To complicate matters further, the instructor ought to speak privately to several members of the pro-abolition groups and secretly change their assignments. Perhaps two women and a man will be asked to prepare material that will enable them to propose abolitionism from a feminist perspective. That is, their attacks on slavery will emphasize the degradation of women and the threat to the slave family. Their arguments for abolition will also seek to advance the status and influence of women abolitionists who wish to exercise leadership. When a "secret" assignment of this sort works well, it can have the effect of unsettling the argument, adding uncertainty, and generally livening up the proceedings. It ought to be done, as in this instance, only when the point of view is historically legitimate.

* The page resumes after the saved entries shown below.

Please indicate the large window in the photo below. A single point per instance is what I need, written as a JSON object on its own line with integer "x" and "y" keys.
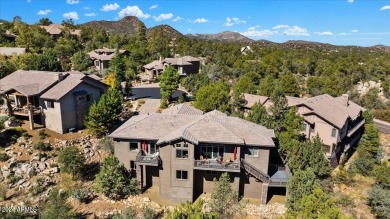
{"x": 334, "y": 131}
{"x": 134, "y": 146}
{"x": 253, "y": 152}
{"x": 181, "y": 150}
{"x": 212, "y": 152}
{"x": 181, "y": 174}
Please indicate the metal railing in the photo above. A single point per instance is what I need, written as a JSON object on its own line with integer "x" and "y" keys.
{"x": 214, "y": 165}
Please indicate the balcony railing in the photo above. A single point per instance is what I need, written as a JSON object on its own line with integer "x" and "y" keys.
{"x": 214, "y": 165}
{"x": 149, "y": 160}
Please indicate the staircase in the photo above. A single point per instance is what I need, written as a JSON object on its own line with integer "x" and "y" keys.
{"x": 252, "y": 170}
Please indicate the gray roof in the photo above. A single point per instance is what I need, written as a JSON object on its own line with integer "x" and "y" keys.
{"x": 9, "y": 51}
{"x": 207, "y": 128}
{"x": 29, "y": 83}
{"x": 183, "y": 108}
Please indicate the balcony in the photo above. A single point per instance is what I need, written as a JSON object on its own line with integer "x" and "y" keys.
{"x": 217, "y": 166}
{"x": 147, "y": 159}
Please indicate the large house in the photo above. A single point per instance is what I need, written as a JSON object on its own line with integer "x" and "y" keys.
{"x": 57, "y": 100}
{"x": 337, "y": 120}
{"x": 102, "y": 57}
{"x": 182, "y": 150}
{"x": 184, "y": 65}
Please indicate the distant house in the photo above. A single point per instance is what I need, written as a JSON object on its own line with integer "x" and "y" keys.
{"x": 337, "y": 120}
{"x": 10, "y": 51}
{"x": 182, "y": 150}
{"x": 184, "y": 65}
{"x": 55, "y": 30}
{"x": 57, "y": 100}
{"x": 102, "y": 57}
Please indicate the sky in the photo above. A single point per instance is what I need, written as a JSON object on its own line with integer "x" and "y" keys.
{"x": 339, "y": 22}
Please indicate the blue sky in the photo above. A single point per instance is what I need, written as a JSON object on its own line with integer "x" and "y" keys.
{"x": 340, "y": 22}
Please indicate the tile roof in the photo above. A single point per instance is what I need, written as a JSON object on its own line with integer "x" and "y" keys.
{"x": 9, "y": 51}
{"x": 205, "y": 128}
{"x": 183, "y": 108}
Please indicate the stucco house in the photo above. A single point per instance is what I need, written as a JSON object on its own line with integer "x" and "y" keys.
{"x": 184, "y": 65}
{"x": 337, "y": 120}
{"x": 182, "y": 150}
{"x": 57, "y": 100}
{"x": 102, "y": 57}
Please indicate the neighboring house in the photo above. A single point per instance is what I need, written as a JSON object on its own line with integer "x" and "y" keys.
{"x": 184, "y": 65}
{"x": 102, "y": 57}
{"x": 337, "y": 120}
{"x": 55, "y": 30}
{"x": 182, "y": 150}
{"x": 58, "y": 100}
{"x": 10, "y": 51}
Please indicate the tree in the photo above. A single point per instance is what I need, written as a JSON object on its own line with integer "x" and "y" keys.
{"x": 57, "y": 206}
{"x": 114, "y": 180}
{"x": 310, "y": 154}
{"x": 224, "y": 198}
{"x": 259, "y": 115}
{"x": 72, "y": 161}
{"x": 169, "y": 82}
{"x": 300, "y": 184}
{"x": 316, "y": 205}
{"x": 213, "y": 96}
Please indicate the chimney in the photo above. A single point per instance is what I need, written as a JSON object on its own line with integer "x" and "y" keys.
{"x": 58, "y": 76}
{"x": 345, "y": 99}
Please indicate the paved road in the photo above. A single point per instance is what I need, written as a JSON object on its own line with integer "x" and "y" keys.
{"x": 382, "y": 126}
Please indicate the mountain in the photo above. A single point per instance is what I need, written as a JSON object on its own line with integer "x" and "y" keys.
{"x": 166, "y": 29}
{"x": 126, "y": 25}
{"x": 227, "y": 36}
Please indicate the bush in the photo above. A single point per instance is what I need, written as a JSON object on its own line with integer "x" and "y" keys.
{"x": 42, "y": 146}
{"x": 3, "y": 157}
{"x": 82, "y": 195}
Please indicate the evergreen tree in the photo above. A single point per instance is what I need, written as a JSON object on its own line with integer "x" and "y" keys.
{"x": 169, "y": 82}
{"x": 224, "y": 198}
{"x": 57, "y": 206}
{"x": 72, "y": 161}
{"x": 114, "y": 180}
{"x": 300, "y": 184}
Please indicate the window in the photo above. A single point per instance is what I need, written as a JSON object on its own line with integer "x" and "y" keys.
{"x": 89, "y": 97}
{"x": 181, "y": 150}
{"x": 50, "y": 104}
{"x": 334, "y": 131}
{"x": 181, "y": 174}
{"x": 253, "y": 152}
{"x": 133, "y": 146}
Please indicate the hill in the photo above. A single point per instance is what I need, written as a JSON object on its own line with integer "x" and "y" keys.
{"x": 227, "y": 36}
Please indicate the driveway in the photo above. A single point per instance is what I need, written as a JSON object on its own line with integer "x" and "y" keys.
{"x": 151, "y": 91}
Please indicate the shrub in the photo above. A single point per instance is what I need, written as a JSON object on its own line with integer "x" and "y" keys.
{"x": 42, "y": 146}
{"x": 4, "y": 157}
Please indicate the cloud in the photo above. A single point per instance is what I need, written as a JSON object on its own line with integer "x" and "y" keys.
{"x": 133, "y": 11}
{"x": 200, "y": 20}
{"x": 296, "y": 31}
{"x": 153, "y": 7}
{"x": 326, "y": 33}
{"x": 71, "y": 15}
{"x": 44, "y": 12}
{"x": 386, "y": 7}
{"x": 72, "y": 2}
{"x": 280, "y": 26}
{"x": 163, "y": 17}
{"x": 232, "y": 21}
{"x": 178, "y": 18}
{"x": 110, "y": 7}
{"x": 259, "y": 33}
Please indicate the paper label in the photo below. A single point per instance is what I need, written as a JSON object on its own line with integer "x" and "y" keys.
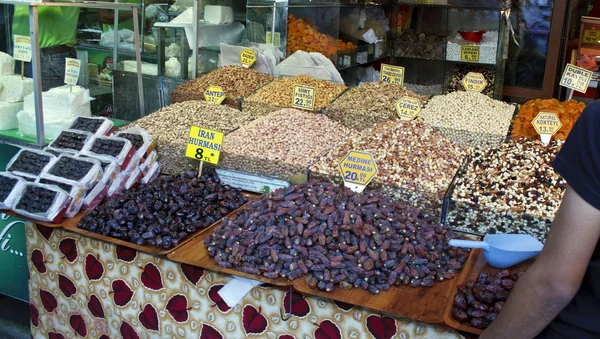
{"x": 576, "y": 78}
{"x": 22, "y": 48}
{"x": 204, "y": 145}
{"x": 214, "y": 95}
{"x": 247, "y": 57}
{"x": 474, "y": 82}
{"x": 72, "y": 68}
{"x": 358, "y": 169}
{"x": 392, "y": 74}
{"x": 591, "y": 36}
{"x": 408, "y": 108}
{"x": 304, "y": 97}
{"x": 469, "y": 53}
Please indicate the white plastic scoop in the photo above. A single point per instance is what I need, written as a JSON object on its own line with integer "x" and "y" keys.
{"x": 504, "y": 250}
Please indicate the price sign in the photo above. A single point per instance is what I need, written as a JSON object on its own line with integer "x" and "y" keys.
{"x": 358, "y": 169}
{"x": 204, "y": 145}
{"x": 591, "y": 36}
{"x": 469, "y": 53}
{"x": 576, "y": 78}
{"x": 22, "y": 48}
{"x": 408, "y": 108}
{"x": 546, "y": 124}
{"x": 392, "y": 74}
{"x": 304, "y": 97}
{"x": 72, "y": 68}
{"x": 474, "y": 82}
{"x": 214, "y": 95}
{"x": 247, "y": 57}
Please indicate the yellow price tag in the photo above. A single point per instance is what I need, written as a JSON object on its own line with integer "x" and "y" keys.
{"x": 392, "y": 74}
{"x": 469, "y": 53}
{"x": 214, "y": 95}
{"x": 204, "y": 145}
{"x": 576, "y": 78}
{"x": 247, "y": 57}
{"x": 474, "y": 82}
{"x": 304, "y": 97}
{"x": 408, "y": 108}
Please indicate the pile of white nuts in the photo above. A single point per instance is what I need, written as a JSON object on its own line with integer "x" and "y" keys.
{"x": 511, "y": 188}
{"x": 470, "y": 119}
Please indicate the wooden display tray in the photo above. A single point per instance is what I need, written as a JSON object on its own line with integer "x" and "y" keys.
{"x": 480, "y": 265}
{"x": 72, "y": 226}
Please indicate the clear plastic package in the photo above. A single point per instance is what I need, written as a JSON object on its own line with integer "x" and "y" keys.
{"x": 11, "y": 187}
{"x": 30, "y": 163}
{"x": 43, "y": 202}
{"x": 74, "y": 189}
{"x": 111, "y": 148}
{"x": 94, "y": 125}
{"x": 85, "y": 171}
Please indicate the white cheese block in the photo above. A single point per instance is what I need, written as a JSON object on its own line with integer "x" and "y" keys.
{"x": 7, "y": 64}
{"x": 15, "y": 88}
{"x": 8, "y": 114}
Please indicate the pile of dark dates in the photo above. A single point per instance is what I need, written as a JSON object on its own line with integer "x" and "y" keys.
{"x": 335, "y": 236}
{"x": 165, "y": 211}
{"x": 479, "y": 302}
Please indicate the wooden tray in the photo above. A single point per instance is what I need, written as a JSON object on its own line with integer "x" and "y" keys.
{"x": 72, "y": 226}
{"x": 196, "y": 254}
{"x": 480, "y": 265}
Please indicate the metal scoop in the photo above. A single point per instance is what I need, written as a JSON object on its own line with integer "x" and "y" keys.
{"x": 504, "y": 250}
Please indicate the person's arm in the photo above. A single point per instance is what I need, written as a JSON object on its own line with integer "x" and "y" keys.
{"x": 554, "y": 278}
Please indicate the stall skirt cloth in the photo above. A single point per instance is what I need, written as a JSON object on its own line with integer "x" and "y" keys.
{"x": 85, "y": 288}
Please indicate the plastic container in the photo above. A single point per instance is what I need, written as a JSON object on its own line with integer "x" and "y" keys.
{"x": 30, "y": 163}
{"x": 43, "y": 202}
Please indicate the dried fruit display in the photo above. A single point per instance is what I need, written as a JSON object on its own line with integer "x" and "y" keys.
{"x": 304, "y": 36}
{"x": 479, "y": 302}
{"x": 568, "y": 112}
{"x": 511, "y": 188}
{"x": 336, "y": 237}
{"x": 165, "y": 211}
{"x": 363, "y": 106}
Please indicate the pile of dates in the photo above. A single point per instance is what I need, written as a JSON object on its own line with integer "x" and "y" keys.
{"x": 478, "y": 303}
{"x": 165, "y": 211}
{"x": 335, "y": 236}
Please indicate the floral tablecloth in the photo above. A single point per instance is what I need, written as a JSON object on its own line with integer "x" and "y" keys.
{"x": 85, "y": 288}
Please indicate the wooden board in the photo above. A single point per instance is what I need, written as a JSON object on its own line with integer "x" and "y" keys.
{"x": 196, "y": 254}
{"x": 425, "y": 304}
{"x": 480, "y": 265}
{"x": 72, "y": 226}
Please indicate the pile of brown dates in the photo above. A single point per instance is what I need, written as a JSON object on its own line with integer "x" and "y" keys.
{"x": 335, "y": 236}
{"x": 165, "y": 211}
{"x": 479, "y": 302}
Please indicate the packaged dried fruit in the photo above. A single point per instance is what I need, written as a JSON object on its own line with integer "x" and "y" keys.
{"x": 30, "y": 163}
{"x": 86, "y": 171}
{"x": 43, "y": 202}
{"x": 111, "y": 148}
{"x": 74, "y": 189}
{"x": 94, "y": 125}
{"x": 11, "y": 187}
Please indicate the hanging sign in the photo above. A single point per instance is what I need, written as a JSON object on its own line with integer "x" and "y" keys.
{"x": 358, "y": 169}
{"x": 408, "y": 108}
{"x": 22, "y": 48}
{"x": 247, "y": 57}
{"x": 304, "y": 97}
{"x": 469, "y": 53}
{"x": 214, "y": 95}
{"x": 72, "y": 69}
{"x": 392, "y": 74}
{"x": 576, "y": 78}
{"x": 474, "y": 82}
{"x": 546, "y": 124}
{"x": 204, "y": 145}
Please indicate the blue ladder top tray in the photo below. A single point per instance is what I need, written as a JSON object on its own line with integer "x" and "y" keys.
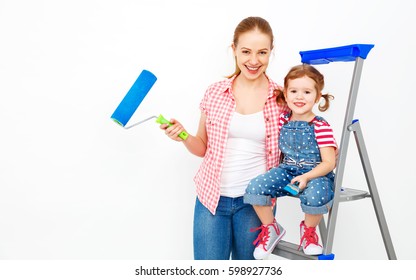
{"x": 344, "y": 53}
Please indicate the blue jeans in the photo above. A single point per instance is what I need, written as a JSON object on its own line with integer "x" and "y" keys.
{"x": 227, "y": 233}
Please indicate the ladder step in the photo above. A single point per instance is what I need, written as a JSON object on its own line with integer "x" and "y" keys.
{"x": 348, "y": 194}
{"x": 290, "y": 251}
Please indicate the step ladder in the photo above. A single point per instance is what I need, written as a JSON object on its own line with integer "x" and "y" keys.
{"x": 357, "y": 53}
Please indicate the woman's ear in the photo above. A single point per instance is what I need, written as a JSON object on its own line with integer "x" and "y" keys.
{"x": 318, "y": 96}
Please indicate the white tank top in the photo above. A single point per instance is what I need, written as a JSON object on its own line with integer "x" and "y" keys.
{"x": 245, "y": 156}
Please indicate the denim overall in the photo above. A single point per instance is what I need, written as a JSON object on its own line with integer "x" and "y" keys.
{"x": 299, "y": 147}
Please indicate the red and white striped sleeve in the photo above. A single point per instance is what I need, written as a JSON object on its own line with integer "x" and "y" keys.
{"x": 324, "y": 135}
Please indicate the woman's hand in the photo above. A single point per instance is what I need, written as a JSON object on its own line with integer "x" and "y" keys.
{"x": 174, "y": 130}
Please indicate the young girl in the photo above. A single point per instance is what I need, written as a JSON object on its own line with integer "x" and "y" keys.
{"x": 308, "y": 149}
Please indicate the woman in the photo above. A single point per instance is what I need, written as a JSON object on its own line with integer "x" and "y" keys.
{"x": 237, "y": 138}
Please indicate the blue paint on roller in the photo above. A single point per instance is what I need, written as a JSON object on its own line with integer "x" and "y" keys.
{"x": 134, "y": 97}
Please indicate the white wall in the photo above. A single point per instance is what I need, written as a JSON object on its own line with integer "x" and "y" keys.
{"x": 74, "y": 185}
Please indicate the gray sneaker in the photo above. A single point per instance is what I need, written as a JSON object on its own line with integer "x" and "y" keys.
{"x": 267, "y": 239}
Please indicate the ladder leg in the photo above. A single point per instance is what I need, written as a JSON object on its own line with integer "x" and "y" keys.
{"x": 359, "y": 139}
{"x": 342, "y": 155}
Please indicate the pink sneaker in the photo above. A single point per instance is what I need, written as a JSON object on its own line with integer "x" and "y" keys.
{"x": 267, "y": 239}
{"x": 309, "y": 240}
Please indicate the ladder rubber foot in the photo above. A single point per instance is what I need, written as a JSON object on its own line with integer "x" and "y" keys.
{"x": 326, "y": 257}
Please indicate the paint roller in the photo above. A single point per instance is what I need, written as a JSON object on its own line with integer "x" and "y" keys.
{"x": 132, "y": 100}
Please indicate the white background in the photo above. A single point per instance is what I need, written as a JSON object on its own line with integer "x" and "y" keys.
{"x": 75, "y": 185}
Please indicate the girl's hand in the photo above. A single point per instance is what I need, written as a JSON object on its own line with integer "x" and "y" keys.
{"x": 174, "y": 130}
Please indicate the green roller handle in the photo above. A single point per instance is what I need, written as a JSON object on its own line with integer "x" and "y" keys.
{"x": 161, "y": 120}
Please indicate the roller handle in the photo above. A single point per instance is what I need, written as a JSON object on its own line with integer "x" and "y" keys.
{"x": 161, "y": 120}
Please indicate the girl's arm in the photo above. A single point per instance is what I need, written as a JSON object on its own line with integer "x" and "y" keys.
{"x": 197, "y": 144}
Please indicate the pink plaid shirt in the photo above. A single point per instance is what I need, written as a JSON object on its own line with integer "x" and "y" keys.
{"x": 218, "y": 105}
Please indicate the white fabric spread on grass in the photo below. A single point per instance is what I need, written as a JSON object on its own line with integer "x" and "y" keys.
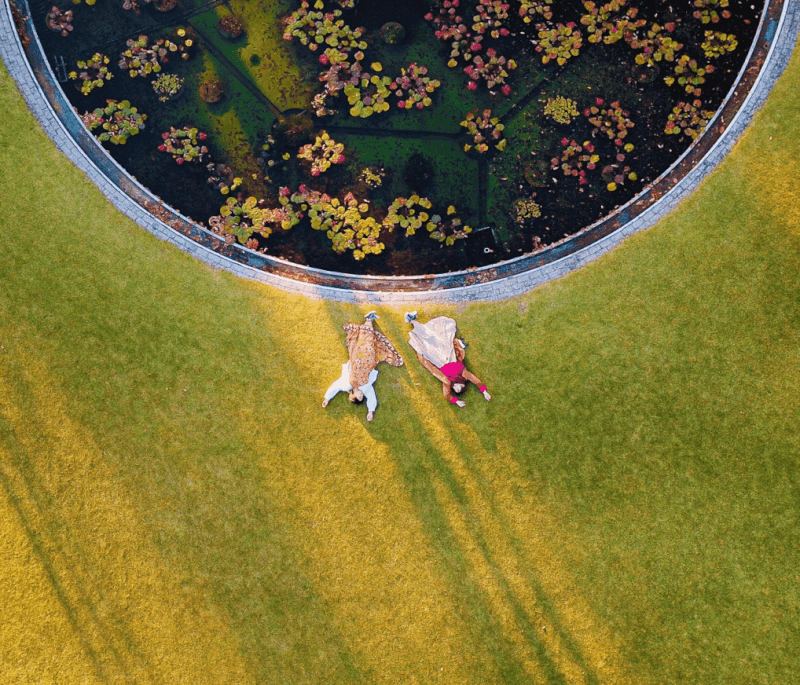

The members of the class have all been to school. Most, probably, have attended public schools. Some have been to secular private schools and others to church-sponsored schools. It is likely that there will be some general agreement about the desirability of going to school. Why, then, did school reform meet opposition a century and a half ago? The best study of the matter is to be found in Lawrence A. Cremin, American Education: The National Experience, 1783-1876 (1980). A few students can be asked to play roles on either side of the school-reform issue. One might be Horace Mann himself. See Jonathan Messerli, Horace Mann (1972). One might be an advocate of local control fearful of giving up authority to decision makers far away. See Carl F. Kaestle, Pillars of the Republic: Common Schools and American Society, 1780-1860 (1983). Someone might be concerned about the fate of the Roman Catholic Irish immigrant family faced with the prospect of sending its children to a school in which Protestant religious attitudes are taken for granted. See Vincent P. Lannie, Public Money and Parochial Education: Bishop Hughes, Governor Seward and the New York School Controversy (1968). And someone may be worried about just how much it's all going to cost. Perhaps the instructor will assume this last role and use it as a means of provoking a lively interchange among the participants.

In 1836 Martin Van Buren was elected president, the inheritor of the mantle of his mentor, who had been in office for the previous eight years. On the basis of the Jacksonian record, how would persons of different stations in life and different geographic locations have justified their vote for Van Buren in 1836? Let one student be a butcher from Rochester, New York, another a banker from Peoria, Illinois. Other possibilities are a small planter from South Carolina, a mechanic from Worcester, Massachusetts, or a merchant from Kentucky. Women did not vote in 1840, but they did have opinions. Add a midwife from Ohio, a housewife from Pennsylvania, and others. Students need not prepare a formal paper for this exercise but rather may write a couple of lines that they can use as a prompter in contributing to a class discussion of the election.

The humanitarian movements of this period are a fertile field for formal research papers. They can be brief. The topic can be put in the form of a question that will focus and direct student efforts. The question format is, "Topic: Did It Succeed? Why or Why Not?" And the topics are such matters as the Seneca Falls Convention, the Oneida community, Brook Farm, Fruitlands, and the like. See the excellent bibliography in the textbook at the end of Chapter 10.